About Terra Experience Doll Clothes

  • Our specialty:  Beautiful doll clothes that fit American Girl and other 16", 18" and 23" dolls, hand-woven and hand-embroidered in Guatemala and Latin America.

  • Our goal:  to give kids (of all ages) the chance to experience other cultures while playing with the dolls and toys they love.

  • We strive to support sustainable development, fair trade, local artisans, their communities and environment


For Mayan women from the highlands of Guatemala, the traje (traditional dress) is a statement of her cultural and personal identity. Through her weavings she has an important role in both clothing her family and keeping the threads of the Mayan culture and cosmos together. Each Mayan village has its own style of weaving and dress, so you can often tell which village a woman is from the style of her traje. Traditionally a woman weaves her own huipil (blouse) on a backstrap loom. Making a fine huipil often takes three (or more) months.

I first learned about these traditions and met Mayan weaving families in 1995, while vacationing in Guatemala. The weavers’ skills and huipiles were incredible, but they were having trouble paying for their children’s supplies for the school year that starts in January. I wanted to help.

I was a scout leader and had been amazed by the number of 18" historical dolls the girls had and what their families spent on doll clothes. I wondered if there might also be a market for fine hand-woven ethnic doll clothes that would allow me to provide a fair wage to Guatemalan weavers and give children in North America a chance to experience and support the living Mayan culture.

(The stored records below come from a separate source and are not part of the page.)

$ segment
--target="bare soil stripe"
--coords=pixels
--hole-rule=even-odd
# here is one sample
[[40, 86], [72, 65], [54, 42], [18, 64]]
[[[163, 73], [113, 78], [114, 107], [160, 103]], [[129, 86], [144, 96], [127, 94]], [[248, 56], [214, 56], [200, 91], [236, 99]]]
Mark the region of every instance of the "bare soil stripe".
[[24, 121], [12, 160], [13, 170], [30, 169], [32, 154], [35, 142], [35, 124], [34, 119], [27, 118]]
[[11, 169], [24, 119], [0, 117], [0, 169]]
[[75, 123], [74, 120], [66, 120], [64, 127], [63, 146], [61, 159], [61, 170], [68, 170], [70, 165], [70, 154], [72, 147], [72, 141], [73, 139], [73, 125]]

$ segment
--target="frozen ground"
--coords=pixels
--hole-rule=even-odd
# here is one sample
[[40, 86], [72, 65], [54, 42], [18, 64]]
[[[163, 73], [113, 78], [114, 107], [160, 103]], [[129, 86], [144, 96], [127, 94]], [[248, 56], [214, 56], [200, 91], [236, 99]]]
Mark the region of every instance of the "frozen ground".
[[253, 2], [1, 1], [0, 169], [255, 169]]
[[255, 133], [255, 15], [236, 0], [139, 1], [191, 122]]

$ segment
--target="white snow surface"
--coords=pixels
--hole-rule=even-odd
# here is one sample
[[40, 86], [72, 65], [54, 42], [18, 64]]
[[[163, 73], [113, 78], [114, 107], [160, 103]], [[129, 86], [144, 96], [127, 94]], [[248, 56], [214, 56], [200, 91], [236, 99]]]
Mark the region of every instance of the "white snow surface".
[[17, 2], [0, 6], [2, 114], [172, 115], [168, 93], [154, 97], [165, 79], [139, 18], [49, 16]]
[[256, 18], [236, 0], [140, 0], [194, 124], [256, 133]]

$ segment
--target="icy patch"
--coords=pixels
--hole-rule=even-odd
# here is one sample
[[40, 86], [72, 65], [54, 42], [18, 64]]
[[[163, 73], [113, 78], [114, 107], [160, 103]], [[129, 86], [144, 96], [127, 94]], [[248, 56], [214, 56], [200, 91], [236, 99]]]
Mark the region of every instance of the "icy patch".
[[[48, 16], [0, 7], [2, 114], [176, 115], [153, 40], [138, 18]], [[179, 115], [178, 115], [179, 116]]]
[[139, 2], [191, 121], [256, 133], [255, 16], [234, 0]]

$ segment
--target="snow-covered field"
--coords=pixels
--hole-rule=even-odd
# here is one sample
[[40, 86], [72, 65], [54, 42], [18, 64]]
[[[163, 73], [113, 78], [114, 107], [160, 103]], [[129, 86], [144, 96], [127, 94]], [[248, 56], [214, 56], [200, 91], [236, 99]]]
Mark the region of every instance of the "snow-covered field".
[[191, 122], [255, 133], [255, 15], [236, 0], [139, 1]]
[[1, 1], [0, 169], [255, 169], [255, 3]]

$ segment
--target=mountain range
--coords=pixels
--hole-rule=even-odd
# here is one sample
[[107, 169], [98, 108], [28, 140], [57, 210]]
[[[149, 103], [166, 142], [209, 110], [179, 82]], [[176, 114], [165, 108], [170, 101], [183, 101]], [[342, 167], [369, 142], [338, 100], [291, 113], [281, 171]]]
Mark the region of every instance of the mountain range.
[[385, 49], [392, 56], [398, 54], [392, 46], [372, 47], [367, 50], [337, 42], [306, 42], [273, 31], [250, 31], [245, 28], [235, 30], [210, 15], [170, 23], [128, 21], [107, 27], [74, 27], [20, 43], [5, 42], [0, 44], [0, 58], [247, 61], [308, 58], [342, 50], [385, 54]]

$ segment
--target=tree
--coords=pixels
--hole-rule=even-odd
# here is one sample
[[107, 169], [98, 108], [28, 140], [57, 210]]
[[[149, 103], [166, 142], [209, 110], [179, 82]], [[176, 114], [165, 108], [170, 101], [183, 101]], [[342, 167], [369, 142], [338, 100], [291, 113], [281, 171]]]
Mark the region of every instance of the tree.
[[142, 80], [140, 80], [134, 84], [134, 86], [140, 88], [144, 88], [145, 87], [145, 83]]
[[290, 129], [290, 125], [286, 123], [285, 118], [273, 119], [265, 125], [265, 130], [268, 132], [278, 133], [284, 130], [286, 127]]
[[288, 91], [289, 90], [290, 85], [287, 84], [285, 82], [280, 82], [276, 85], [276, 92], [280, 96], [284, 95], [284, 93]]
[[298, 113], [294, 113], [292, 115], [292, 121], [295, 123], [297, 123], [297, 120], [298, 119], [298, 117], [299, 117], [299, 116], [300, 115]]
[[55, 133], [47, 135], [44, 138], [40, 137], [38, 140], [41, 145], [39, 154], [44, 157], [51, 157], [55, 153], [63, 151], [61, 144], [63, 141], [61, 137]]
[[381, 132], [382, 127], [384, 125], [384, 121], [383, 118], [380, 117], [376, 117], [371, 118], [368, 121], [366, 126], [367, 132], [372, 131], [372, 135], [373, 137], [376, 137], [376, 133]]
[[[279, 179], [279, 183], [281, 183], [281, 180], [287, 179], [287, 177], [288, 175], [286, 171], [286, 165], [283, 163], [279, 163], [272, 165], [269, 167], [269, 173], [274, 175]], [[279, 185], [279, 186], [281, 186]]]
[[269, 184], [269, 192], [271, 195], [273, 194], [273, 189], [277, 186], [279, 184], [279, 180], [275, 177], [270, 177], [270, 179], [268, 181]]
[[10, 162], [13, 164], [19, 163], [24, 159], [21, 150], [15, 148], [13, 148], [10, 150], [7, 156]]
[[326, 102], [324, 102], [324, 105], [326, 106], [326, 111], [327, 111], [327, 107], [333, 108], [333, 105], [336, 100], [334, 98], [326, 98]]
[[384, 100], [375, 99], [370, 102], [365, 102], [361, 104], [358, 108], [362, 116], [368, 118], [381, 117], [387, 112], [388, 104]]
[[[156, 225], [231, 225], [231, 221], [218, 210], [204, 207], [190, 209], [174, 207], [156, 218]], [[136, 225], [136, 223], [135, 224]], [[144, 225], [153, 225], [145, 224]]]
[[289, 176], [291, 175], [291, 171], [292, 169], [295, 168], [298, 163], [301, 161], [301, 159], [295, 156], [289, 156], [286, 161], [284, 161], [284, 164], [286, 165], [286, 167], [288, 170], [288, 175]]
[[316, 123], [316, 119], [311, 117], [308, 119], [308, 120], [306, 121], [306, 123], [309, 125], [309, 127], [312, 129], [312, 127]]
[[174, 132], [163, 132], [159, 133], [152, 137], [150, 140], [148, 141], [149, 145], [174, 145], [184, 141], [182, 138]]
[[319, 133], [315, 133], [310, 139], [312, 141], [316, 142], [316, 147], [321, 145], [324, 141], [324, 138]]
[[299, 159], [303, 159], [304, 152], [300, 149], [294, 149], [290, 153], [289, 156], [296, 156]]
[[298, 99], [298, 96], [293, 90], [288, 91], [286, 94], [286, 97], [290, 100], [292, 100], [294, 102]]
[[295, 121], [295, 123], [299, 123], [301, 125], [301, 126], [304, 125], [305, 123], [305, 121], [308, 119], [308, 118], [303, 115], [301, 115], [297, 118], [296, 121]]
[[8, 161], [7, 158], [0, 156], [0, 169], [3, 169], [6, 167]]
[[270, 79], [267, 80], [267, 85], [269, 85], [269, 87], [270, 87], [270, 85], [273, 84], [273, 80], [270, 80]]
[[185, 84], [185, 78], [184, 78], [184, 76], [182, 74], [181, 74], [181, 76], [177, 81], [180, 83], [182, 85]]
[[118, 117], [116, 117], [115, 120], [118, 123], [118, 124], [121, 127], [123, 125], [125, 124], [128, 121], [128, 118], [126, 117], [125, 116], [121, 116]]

In 1999 Terra Experience, started with three families producing miniature doll huipiles that fit 18” dolls such as American Girl Doll®. Now we work with many more families and several woman’s groups.  We have beautiful handwoven and hand-embroidered doll outfits from over 15 villages and a wide variety of doll accessories.

Because it’s hard to earn a living from the painstaking fine art of back-strap weaving, the weavers and I refined the doll huipil designs and weaving process to take less time while retaining their traditions and inherent beauty.  Following fair trade practices, I place an order one year, pay half down, and pick it up the following January paying in full.  Neither I or the weavers can sustain our families off the sale of 18” doll clothes.  But the regular flow of cash in January, when school starts, has helped the weavers keep their kids in school. and been a fun and educational experience for me, the weavers and those that experienced the Mayan culture through their work.  All the weaving families would love to weave more doll clothes.